We foresee challenges in implementation of nearest-neighbor analysis. First, since the major target events are infrequent compared to the testing, we can expect many false-positive results. We find this acceptable since the finding of a recent increase in risk of the target illnesses need result in only no-invasive or minimally invasive testing such as imaging or blood sampling. This seems warranted by the potentially catastrophic outcome of late diagnosis and late treatment. The goal is an early detection system for increased risk, not a substitute for a physician. Second, as with all predictive models, there is danger of overfitting. Here, we have guarded against this by developing and validating predictive algorithms in separate populations, and by appropriate adjustments when repeated measures are employed. Third, not all clinical problems are suitable for informatics monitoring approaches.
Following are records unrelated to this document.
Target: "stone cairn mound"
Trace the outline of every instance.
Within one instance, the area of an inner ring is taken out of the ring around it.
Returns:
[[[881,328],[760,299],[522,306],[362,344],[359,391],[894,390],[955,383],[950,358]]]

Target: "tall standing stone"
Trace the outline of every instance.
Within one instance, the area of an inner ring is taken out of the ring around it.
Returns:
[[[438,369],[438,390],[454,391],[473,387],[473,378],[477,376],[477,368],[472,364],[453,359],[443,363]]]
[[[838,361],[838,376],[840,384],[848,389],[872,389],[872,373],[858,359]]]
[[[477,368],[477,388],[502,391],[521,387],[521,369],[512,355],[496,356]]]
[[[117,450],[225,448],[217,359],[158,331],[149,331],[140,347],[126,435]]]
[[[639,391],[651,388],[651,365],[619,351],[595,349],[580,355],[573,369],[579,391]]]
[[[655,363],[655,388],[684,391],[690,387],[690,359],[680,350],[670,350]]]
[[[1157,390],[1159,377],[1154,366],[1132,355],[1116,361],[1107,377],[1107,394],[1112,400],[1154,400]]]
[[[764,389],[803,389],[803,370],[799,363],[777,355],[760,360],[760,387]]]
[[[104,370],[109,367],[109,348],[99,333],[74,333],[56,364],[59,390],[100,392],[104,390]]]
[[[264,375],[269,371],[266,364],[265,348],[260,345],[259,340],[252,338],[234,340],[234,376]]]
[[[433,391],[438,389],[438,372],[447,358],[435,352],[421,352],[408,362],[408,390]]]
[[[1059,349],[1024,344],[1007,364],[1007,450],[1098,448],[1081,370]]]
Truly sudden catastrophes with either no prodrome or ones that are too short to allow intervention are unlikely to be amenable to predictive algorithms. It is possible, for example, that arterial thrombosis leading to acute myocardial infarction or stroke has no prodrome. Finally, the issue of liability must be prospectively addressed. Consider a situation in which a monitored patient’s risk for, say, sepsis in the setting of spinal cord injury increases more than three-fold in the middle of the night. Is one negligent to ignore this until office hours?
Nearest neighbor analysis adds to existing logistic regression methods for early diagnosis of neonatal sepsis. Nearest-neighbor analysis is a novel approach to predicting imminent illness, and both logistic regression and nearest-neighbor analysis models based on heart rate characteristics and laboratory test results contribute independent information. The best predictions employed both kinds of models, and were driven by the single most abnormal finding. This approach to predicting illness may prove useful in other clinical situations.
We thank WE King for suggesting nearest-neighbor analysis to us.
Supported by NIGMS-64640; American Heart Association, Mid-Atlantic Affiliate; Children’s Medical Center Research Fund, University of Virginia; Virginia’s Center for Innovative Technology; and Medical Predictive Science Corporation, Charlottesville, VA.
Presented in part at the Pediatric Academic Societies annual meeting, May, 2005.
CONFLICT OF INTEREST STATEMENT
Medical Predictive Science Corporation of Charlottesville, VA has a license to market technology related to heart rate characteristics monitoring of newborn infants, and supplied partial funding for this study. Drs. Griffin and Moorman have an equity share in this company.